On to the Gaelic College at St. Ann's Gut on the northeastern side of the island. Here there are workshops in Gaelic language and song, Highland dancing, piping and drumming, and exhibitions of Celtic spinning and weaving. Then there are the "heavy events," tests of brute strength, such as the Caber Toss. This involves balancing a 30-foot pole in the palms of both hands, resting it vertically against your shoulder, stepping forward to toss it end-over-end in a grand somersault. Whosever pole lands the st raightest and farthest wins.

I'll try that next year. After I shake the mothballs off the yellow-red-green kilt of my mother's clan tartan.

"But we're not all kilts and bagpipes," insists Cape Breton's leading historian and story-teller Archie Neil Chisholm. He underscores the down-home quality of Cape Bretoners who eschew "tartan circus" pretentiousness and prefer a good time with family, friends, and visitors fiddling, singing and dancing on a Saturday night.

However, as almost anywhere else in the world, the various ethnic groups - Scottish, Acadian, Micmac Indian, and Central European - must struggle to preserve their heritages.

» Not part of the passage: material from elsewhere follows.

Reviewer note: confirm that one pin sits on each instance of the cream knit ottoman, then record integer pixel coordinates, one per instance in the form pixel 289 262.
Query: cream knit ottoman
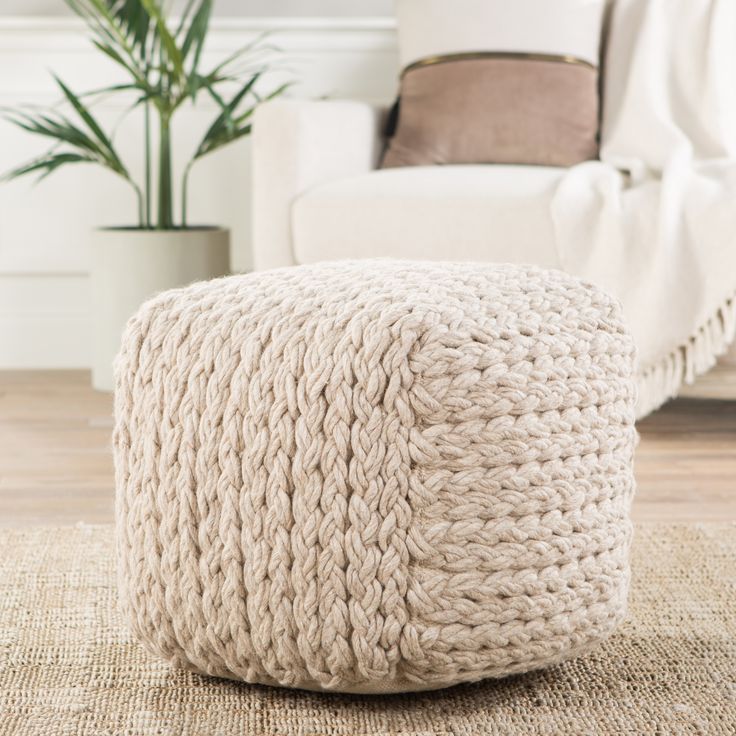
pixel 375 476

Many young people leave for further education and jobs on the mainland, especially given the closing of most coal mines, and diminishing marine harvests.

"The catch today is nothing like it was when I started working on boats, at age 13," complains Hubert Cormier, manager of the fishing cooperative. He blames "overfishing by foreign vessels, especially draggers."

During the good season, his boat, White Swan, and others go out after cod. Other captains take visitors deep-sea fishing and whale-watching. But when bad weather comes in October and November, Cormier and other fisherman spend their time repairing boats and nets, surviving on welfare, and occasionally slipping into the Dozyman's Pub for some warming fiddle music.

Fortunately, musical traditions are kept alive by new generations of singers and musicians, such as young virtuoso fiddlers Natalie and Ashley MacIsaac. MacIsaac may also break into step dancing while fiddling, his feet flying almost as fast as his fingers. And upsetting a former all-male tradition, girls are playing bagpipes. This is one place where teenagers are willing to spend an evening with family and friends, listening and taking turns singing, fiddling, piping, step dancing solo or joining in ree ls, square- and circle-dances.

So - I, too, am converted to fiddles. But can I persuade my husband Henry to retune his classical violin?